A difference between dumplings and noodles is the addition of some baking powder (or is it soda, I can never remember) and a bit of liquid, and dumplings are usualy poached in a liquid rather than boiled like noodles. They are more roundish (golf ball sized) and should be fluffier, rahter than solid like a noodle.
Homemade noodles are the best.
I wondered if it was a pot pie, too, or something fancier. Saraclark, come back and answer our questions!
J., it's funny because it's just a normal noodle recipe, but I think the fact that she never actually rolled them extremely thin and that she cooked them in, basically, beef broth made them taste much different than pasta noodles.
The recalcitrant brother is going to try them and see if he can get them to work.
Peg, my poor mom.
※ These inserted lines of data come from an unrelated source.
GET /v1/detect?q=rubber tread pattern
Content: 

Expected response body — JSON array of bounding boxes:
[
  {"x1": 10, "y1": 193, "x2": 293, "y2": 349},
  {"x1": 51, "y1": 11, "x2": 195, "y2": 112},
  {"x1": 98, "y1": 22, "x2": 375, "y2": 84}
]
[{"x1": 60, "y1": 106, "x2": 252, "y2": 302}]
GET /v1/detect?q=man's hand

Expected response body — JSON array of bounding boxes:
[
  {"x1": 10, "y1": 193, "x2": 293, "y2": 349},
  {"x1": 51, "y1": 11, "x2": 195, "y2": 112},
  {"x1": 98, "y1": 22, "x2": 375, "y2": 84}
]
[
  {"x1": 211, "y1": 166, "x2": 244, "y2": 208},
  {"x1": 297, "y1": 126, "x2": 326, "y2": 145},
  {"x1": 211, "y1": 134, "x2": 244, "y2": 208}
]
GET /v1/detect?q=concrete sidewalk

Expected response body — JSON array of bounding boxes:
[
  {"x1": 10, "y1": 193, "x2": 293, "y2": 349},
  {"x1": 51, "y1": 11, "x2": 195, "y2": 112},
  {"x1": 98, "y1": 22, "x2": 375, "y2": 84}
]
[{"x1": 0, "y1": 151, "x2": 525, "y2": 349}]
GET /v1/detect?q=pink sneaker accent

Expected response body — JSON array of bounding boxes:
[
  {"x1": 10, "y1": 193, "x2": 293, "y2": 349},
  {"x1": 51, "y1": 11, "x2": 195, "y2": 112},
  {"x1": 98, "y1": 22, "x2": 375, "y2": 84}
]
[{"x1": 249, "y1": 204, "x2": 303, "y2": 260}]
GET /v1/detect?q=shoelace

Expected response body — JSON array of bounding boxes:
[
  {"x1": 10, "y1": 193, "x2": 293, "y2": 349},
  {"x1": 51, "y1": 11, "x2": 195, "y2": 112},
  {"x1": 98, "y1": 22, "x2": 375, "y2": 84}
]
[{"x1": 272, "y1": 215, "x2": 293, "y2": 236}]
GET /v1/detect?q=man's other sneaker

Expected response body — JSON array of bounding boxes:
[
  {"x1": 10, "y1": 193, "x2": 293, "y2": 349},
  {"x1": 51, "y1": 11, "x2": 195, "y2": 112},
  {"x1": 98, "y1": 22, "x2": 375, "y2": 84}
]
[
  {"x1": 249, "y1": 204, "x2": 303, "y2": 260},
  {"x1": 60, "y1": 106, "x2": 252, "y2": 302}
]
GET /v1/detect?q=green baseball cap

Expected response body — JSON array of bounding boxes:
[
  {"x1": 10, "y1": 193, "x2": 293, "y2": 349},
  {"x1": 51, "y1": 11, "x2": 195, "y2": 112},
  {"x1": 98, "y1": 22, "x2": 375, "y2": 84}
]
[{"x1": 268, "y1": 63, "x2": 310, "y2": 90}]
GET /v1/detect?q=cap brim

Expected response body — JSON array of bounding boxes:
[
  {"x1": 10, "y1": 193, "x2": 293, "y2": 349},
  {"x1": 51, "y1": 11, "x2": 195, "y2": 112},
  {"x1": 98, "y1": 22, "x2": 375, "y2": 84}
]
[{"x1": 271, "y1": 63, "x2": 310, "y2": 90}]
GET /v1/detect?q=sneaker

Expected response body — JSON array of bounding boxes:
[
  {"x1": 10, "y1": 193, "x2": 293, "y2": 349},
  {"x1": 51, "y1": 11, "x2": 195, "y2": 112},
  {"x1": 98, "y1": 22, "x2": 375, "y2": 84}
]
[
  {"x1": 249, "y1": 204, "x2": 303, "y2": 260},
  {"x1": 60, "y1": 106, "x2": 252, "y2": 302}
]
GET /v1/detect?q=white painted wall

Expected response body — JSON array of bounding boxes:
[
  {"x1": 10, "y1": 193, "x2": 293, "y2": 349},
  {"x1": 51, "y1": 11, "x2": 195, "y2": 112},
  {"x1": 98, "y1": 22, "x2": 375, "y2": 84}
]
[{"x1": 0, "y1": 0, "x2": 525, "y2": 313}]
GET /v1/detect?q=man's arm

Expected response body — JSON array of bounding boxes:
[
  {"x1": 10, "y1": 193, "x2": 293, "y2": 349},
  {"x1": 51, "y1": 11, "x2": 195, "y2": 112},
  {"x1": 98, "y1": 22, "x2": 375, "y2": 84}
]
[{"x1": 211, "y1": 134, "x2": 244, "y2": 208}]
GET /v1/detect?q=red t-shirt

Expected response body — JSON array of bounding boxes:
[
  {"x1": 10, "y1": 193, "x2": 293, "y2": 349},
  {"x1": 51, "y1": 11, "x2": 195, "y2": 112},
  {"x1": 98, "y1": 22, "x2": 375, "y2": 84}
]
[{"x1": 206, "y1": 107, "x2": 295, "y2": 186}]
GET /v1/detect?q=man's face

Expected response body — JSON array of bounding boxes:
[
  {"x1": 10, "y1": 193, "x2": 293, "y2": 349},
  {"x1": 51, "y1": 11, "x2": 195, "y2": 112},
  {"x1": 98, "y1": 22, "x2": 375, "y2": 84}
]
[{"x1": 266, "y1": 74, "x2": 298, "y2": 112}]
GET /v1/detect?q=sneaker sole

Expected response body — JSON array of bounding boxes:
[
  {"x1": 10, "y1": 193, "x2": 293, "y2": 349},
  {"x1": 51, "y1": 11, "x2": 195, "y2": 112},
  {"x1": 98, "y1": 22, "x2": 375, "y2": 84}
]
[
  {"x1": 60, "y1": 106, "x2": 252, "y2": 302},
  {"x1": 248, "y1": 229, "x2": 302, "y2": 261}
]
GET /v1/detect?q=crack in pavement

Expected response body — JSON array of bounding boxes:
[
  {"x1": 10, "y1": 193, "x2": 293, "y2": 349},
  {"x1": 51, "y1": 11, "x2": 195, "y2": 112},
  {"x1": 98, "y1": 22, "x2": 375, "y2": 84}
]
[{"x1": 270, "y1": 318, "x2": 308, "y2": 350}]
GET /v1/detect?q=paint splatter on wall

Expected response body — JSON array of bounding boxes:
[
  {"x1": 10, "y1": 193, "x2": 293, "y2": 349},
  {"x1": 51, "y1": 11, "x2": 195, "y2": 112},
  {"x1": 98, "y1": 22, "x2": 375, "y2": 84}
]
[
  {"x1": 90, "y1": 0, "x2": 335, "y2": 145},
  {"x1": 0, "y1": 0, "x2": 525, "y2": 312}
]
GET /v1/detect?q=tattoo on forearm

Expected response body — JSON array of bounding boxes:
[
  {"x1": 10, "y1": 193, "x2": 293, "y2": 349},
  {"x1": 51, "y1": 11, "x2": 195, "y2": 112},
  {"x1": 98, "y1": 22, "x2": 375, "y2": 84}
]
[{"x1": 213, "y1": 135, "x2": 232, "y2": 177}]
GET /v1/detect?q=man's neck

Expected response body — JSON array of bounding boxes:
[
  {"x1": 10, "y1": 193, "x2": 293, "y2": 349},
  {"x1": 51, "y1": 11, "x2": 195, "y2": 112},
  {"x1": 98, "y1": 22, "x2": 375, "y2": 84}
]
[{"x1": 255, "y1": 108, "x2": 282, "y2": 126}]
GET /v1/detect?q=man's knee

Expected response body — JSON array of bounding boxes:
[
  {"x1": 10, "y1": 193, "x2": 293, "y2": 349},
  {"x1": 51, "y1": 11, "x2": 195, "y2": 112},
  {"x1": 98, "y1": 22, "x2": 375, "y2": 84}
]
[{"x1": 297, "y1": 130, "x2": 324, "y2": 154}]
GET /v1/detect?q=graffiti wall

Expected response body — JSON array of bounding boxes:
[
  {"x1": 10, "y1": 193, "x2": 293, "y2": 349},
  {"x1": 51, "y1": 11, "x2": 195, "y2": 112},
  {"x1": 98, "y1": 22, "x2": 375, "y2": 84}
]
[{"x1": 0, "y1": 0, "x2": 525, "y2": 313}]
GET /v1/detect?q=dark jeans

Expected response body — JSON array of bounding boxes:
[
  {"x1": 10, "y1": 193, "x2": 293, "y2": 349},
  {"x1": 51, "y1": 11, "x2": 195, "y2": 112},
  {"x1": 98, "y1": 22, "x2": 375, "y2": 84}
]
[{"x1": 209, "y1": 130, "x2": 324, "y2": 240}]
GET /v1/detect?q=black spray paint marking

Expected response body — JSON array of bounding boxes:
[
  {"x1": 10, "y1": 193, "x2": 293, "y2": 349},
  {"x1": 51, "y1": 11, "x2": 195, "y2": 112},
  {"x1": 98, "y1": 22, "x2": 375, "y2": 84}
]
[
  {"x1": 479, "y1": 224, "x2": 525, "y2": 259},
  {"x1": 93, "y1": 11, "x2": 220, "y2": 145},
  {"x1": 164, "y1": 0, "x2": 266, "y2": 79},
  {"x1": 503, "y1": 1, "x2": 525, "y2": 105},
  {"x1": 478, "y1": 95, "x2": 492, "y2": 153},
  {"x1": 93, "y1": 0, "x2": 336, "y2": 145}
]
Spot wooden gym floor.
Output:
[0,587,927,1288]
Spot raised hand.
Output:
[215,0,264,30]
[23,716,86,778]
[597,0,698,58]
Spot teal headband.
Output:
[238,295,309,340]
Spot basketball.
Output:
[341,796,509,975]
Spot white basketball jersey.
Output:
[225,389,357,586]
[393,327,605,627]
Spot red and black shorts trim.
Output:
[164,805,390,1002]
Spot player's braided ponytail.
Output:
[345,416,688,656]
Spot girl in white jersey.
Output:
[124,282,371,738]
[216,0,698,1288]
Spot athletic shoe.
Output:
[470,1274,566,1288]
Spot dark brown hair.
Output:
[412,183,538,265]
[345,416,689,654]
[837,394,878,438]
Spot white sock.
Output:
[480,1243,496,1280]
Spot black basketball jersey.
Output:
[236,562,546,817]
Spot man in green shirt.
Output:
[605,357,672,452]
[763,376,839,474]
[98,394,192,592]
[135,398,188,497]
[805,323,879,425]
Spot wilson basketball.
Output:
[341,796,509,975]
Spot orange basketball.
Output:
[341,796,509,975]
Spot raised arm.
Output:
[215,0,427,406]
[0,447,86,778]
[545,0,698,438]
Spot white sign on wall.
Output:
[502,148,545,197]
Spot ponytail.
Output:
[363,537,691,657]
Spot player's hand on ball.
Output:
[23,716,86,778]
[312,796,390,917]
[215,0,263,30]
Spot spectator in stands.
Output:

Her dumplings always disintigrate and her noodles turn to "numplings." The woman can cook up a storm and she makes a pie crust better than just about anyone, but any kind of main course dough fails her.
In Eastern North Carolina, "chicken and pastry" or, more simply, "chicken pastry" is basically large, flat pasta noodles boiled with a whole, cut-up chicken (or chicken parts). You boil them together in a large pot of salted and peppered water. No vegetables, no gravy. You end up with tender pasta noodles and savory chicken in a rich chicken broth.
I grew up in Eastern NC, and this dish was always a treat. We have it on special occasions like Thanksgiving but also for Sunday dinner (i.e., lunch). Simply one of my favorite meals. It takes me back . . . .
I finally learned to make the pastry myself in the last year, so now I don't have to rely on Grandma, my Mom, or my Aunt Jean to make this for me whenever I go home.